To make the first, preliminary selection of relevant review data, we will consider the number of reviews per product

In [1]:
import pandas
import statistics
import spacy
nlp = spacy.load('en_core_web_sm')
df = pandas.read_csv("Datafiniti_Amazon_Consumer_Reviews_of_Amazon_Products_May19.csv", usecols=['id', 'name', 'reviews.doRecommend', 'reviews.rating', 'reviews.text'])
productNames = df['name'].unique()

In [2]:
reviewsPerProduct = {}
for name in productNames:
    reviewsPerProduct[name] = len(df[df['name'] == name])

# Selection
Since some of the products have far more reviews than others, we will for now look at products with more than 20 reviews to avoid giving too much weight to individual reviews.

In [3]:
for key, value in dict(reviewsPerProduct).items():
    if value < 20:
        del reviewsPerProduct[key]
relevantProducts = list(reviewsPerProduct.keys())

In [4]:
df2 = df[df['name'].isin(relevantProducts)]

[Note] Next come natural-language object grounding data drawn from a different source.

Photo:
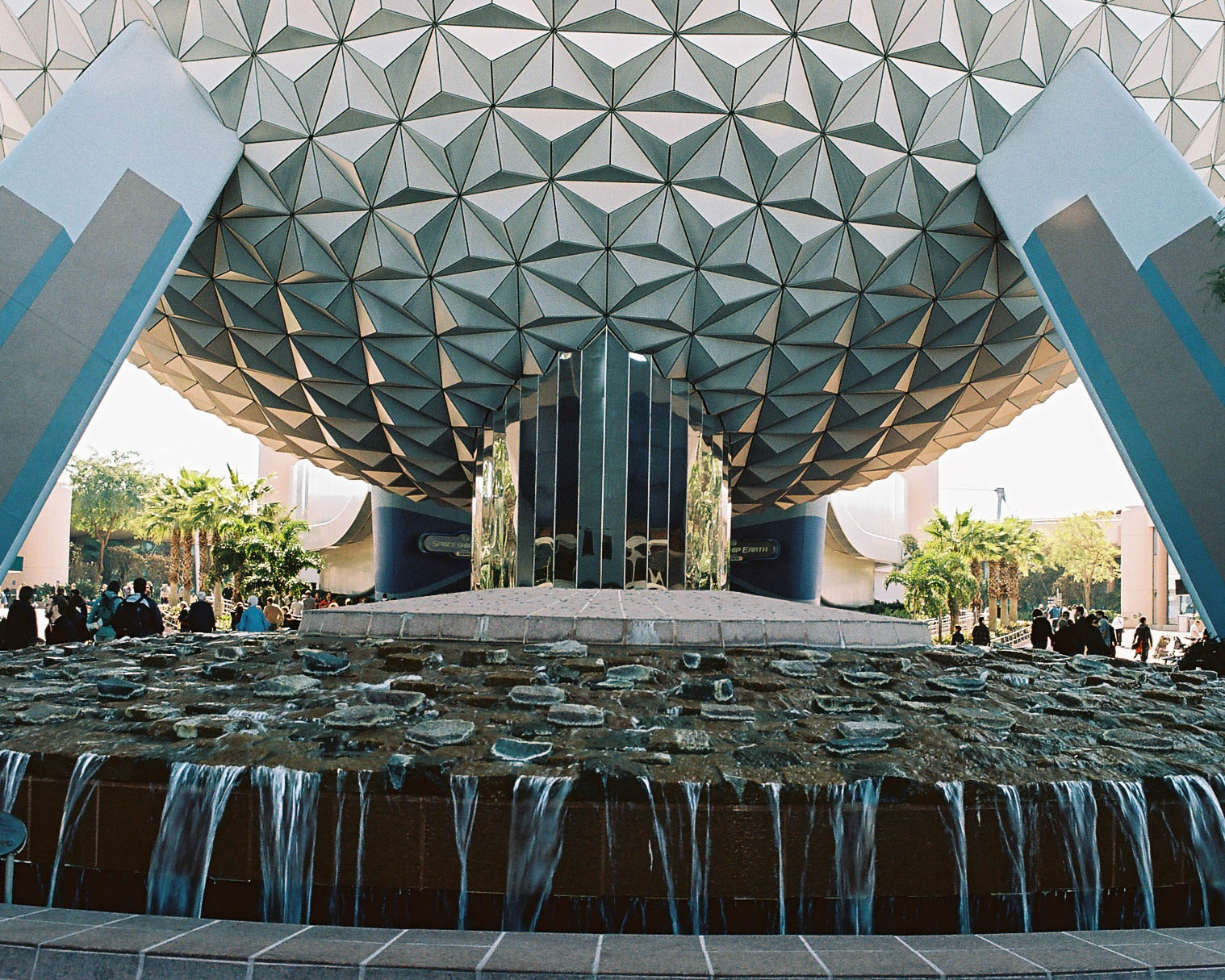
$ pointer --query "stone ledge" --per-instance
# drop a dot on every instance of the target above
(617, 618)
(68, 945)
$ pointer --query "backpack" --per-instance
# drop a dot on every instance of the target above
(132, 619)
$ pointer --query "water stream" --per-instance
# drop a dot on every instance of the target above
(773, 793)
(1012, 832)
(1206, 837)
(1131, 809)
(853, 819)
(660, 826)
(463, 809)
(195, 800)
(361, 857)
(700, 855)
(288, 815)
(538, 810)
(1077, 812)
(12, 769)
(953, 814)
(81, 786)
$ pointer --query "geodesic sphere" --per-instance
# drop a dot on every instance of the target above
(775, 200)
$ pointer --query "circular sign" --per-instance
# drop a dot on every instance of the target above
(12, 835)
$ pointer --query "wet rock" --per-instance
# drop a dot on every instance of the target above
(843, 705)
(683, 740)
(437, 732)
(766, 757)
(870, 728)
(866, 679)
(361, 715)
(797, 669)
(286, 685)
(513, 750)
(706, 689)
(537, 694)
(855, 746)
(958, 685)
(47, 715)
(704, 661)
(576, 715)
(1144, 741)
(729, 713)
(222, 670)
(116, 689)
(324, 664)
(558, 648)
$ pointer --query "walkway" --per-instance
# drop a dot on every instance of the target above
(612, 616)
(66, 945)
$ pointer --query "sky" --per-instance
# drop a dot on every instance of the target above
(1054, 460)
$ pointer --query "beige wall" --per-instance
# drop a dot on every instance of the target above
(45, 552)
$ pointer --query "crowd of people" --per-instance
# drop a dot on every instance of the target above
(137, 609)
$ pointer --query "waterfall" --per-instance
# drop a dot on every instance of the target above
(538, 809)
(195, 802)
(333, 906)
(660, 827)
(1206, 836)
(288, 812)
(463, 809)
(700, 855)
(1012, 832)
(773, 791)
(12, 769)
(1078, 814)
(81, 786)
(363, 811)
(1131, 807)
(953, 815)
(853, 819)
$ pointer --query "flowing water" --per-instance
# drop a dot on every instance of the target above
(1206, 838)
(463, 812)
(660, 824)
(1012, 832)
(195, 802)
(288, 815)
(953, 814)
(773, 793)
(1131, 807)
(700, 855)
(12, 769)
(81, 786)
(361, 859)
(333, 906)
(853, 819)
(538, 810)
(1077, 812)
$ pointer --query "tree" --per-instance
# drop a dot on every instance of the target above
(108, 494)
(266, 559)
(1080, 544)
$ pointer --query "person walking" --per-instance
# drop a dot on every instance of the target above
(104, 611)
(1142, 640)
(253, 620)
(201, 618)
(137, 615)
(21, 625)
(1040, 631)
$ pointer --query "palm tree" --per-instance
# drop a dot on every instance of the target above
(972, 540)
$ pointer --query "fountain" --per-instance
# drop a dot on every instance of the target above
(81, 786)
(195, 800)
(288, 810)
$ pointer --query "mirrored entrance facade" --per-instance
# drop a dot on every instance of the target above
(602, 473)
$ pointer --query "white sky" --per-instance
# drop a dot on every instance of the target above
(1054, 460)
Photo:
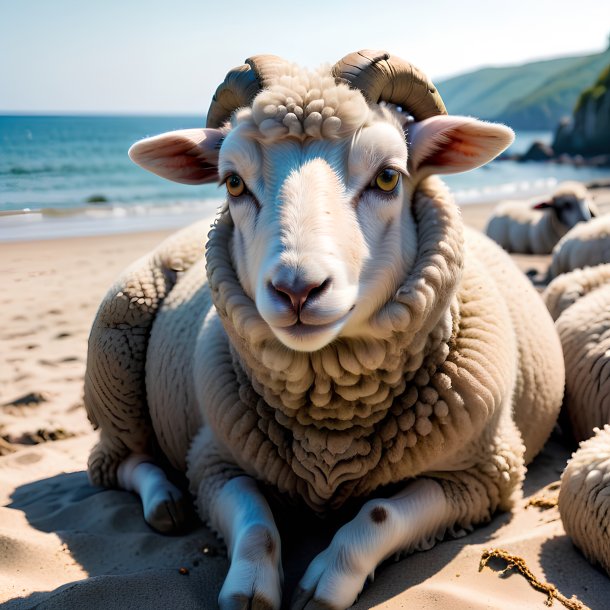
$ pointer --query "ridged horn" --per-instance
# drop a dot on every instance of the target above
(391, 79)
(241, 85)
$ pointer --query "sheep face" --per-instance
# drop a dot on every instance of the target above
(571, 204)
(323, 228)
(319, 186)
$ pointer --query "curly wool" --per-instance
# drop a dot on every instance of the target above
(584, 499)
(585, 245)
(584, 330)
(357, 415)
(518, 228)
(567, 288)
(301, 104)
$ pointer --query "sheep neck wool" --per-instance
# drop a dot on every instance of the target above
(356, 405)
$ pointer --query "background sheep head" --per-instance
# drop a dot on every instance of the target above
(571, 204)
(319, 176)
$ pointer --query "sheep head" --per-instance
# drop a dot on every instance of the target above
(571, 203)
(319, 176)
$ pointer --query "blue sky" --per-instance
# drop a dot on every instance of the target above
(168, 57)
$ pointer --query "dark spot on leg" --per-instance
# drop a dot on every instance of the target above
(379, 514)
(269, 544)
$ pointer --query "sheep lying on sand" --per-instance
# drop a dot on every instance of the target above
(522, 228)
(586, 245)
(584, 498)
(567, 288)
(580, 303)
(350, 334)
(584, 330)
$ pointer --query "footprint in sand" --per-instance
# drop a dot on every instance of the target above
(32, 398)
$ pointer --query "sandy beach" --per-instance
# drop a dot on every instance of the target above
(65, 544)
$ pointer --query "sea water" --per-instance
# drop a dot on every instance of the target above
(51, 167)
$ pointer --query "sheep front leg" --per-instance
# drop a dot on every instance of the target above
(243, 517)
(232, 504)
(411, 520)
(383, 527)
(163, 504)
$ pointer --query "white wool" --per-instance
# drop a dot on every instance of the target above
(518, 227)
(308, 104)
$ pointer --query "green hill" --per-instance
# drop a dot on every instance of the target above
(535, 95)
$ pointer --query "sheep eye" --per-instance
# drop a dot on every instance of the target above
(387, 180)
(235, 185)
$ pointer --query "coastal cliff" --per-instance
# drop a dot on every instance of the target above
(587, 133)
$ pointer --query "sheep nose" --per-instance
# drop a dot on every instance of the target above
(297, 293)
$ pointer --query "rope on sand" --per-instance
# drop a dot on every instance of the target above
(518, 563)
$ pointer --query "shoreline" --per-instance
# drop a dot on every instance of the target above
(25, 225)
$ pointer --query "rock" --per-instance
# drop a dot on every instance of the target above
(538, 151)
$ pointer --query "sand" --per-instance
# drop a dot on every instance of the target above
(65, 544)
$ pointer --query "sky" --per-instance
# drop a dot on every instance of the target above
(167, 57)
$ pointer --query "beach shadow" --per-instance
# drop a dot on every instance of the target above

The total number of selected reviews is

In [5]:
print(len(df2))

28174


The total number of selected products is

In [6]:
print(len(relevantProducts))

33


The lower and upper bounds as well as the average of the number of reviews per product are

In [7]:
print(min(reviewsPerProduct.values()))
print(max(reviewsPerProduct.values()))
print(statistics.mean(reviewsPerProduct.values()))

21
8343
853.7575757575758


The average number of words in the reviews is

In [8]:
nlp.max_length = 4000000;

In [9]:
reviewText = df2['reviews.text'].str.cat(sep=' ')
reviewText = nlp(reviewText)
words = [ token.lemma_ for token in reviewText if token.is_punct != True ]
print(len(words) / len(df2))

26.17377724142827


The percentage of reviews without a 'recommended' value is

In [10]:
taggedRevAmount = len(df2[df2['reviews.doRecommend'] == False]) + len(df2[df2['reviews.doRecommend'] == True])
print(((len(df2) - taggedRevAmount) / len(df2)) * 100)

43.029033861006596


## Pre-processing
The average length of a review in the preliminary selection is 26 words which is well enough to form an informative sentence. Since reviews with 30 or less characters may be too short to get significant information from, we will filter these reviews out.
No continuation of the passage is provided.